Note that for the first run set the source to the following SQL

SELECT COUNT(*) as count_value FROM audit_archive.audit_data;


TARGET: 

audit_archive.audit_data_count (overwrite)

 

3) IT_AUDIT_NEXTTS:

DESCRIPTION: Set the timestamp and id for next pipleline run into audit_nextts table.

SOURCE:

SELECT id, ts FROM audit_archive.audit_data ORDER BY ts DESC, id DESC LIMIT 1

TARGET:

audit_archive.audit_nextts (overwrite)

 

4) IT_LOG_LOAD_OBS:

DESCRIPTION: Insert audit_data table contents to object store directory.

SOURCE:

audit_archive.audit_data

TARGET:

Object Store Directory as data entity (Insert Parquet Files)

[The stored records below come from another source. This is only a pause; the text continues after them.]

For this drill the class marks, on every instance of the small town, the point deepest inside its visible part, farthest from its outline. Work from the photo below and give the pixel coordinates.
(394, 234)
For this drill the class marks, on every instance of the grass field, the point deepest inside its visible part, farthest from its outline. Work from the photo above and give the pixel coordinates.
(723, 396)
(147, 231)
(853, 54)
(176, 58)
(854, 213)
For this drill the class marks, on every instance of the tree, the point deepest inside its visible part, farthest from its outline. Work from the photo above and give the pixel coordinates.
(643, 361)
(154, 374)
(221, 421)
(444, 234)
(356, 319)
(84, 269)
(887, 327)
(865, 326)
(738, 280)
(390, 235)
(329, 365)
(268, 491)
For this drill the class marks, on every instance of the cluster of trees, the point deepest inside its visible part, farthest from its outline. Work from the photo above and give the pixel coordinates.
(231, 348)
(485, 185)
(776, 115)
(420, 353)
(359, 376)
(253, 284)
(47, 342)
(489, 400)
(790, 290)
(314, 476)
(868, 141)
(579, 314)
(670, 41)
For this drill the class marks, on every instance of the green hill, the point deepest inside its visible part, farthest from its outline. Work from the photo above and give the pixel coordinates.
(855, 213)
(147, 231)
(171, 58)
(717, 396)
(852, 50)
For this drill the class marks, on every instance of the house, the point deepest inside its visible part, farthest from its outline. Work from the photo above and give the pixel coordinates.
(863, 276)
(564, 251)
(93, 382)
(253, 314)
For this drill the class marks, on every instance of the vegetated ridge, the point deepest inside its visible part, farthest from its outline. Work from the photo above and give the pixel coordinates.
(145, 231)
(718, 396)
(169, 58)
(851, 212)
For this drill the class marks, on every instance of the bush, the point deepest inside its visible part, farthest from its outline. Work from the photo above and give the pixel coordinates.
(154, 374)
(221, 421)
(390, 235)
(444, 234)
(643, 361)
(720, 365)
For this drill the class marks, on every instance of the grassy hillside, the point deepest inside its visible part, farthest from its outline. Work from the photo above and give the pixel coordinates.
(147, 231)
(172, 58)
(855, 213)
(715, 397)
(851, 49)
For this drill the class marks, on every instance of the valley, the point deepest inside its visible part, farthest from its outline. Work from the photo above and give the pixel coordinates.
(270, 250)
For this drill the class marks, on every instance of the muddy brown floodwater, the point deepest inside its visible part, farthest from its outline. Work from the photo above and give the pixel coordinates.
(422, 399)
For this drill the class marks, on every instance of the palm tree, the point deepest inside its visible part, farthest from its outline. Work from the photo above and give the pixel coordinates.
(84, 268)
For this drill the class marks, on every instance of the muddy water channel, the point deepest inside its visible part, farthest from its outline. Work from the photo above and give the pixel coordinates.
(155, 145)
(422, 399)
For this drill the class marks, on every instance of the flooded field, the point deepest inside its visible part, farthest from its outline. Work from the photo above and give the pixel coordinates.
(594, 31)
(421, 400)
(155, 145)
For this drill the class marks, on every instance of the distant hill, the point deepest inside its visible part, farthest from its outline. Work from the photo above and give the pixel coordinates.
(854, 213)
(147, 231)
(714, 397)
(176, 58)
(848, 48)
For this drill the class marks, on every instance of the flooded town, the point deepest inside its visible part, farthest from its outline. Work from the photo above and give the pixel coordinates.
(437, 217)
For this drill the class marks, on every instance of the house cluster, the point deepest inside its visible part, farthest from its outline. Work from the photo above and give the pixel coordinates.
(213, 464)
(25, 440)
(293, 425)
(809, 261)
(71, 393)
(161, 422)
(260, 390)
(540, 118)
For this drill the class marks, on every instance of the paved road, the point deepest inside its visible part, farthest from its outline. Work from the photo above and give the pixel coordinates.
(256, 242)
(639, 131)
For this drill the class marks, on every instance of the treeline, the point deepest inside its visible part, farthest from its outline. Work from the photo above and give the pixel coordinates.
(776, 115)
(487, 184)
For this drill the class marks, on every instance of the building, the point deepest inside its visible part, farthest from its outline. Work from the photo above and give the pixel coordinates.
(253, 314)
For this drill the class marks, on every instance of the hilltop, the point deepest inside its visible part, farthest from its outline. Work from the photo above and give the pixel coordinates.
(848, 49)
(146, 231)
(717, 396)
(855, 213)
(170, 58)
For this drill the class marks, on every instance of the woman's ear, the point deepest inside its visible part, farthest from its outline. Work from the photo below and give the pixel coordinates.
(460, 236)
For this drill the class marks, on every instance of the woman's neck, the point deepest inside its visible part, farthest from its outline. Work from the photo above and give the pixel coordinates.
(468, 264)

Below is a screenshot of the OCI Data Integration pipeline task, which orchestrates the extraction and archival of MySQL audit logs into Object Storage.

DI Pipeline


The core logic for this approach is derived from the below MySQL developer blog:
MySQL Audit Data Consolidation Made Simple
 

In conclusion, archiving MySQL audit logs into OCI Object Storage provides a scalable, durable, and cost-effective way of handling large volumes of audit data. By leveraging OCI Data Integration, the process of extracting and loading logs is automated, ensuring that both initial and incremental loads are handled efficiently using the latest timestamp and ID. Once archived, the logs can be seamlessly analyzed through OCI Logging Analytics or any compatible third-party tool, enabling organizations to meet compliance, monitoring, and troubleshooting requirements with greater ease and reliability.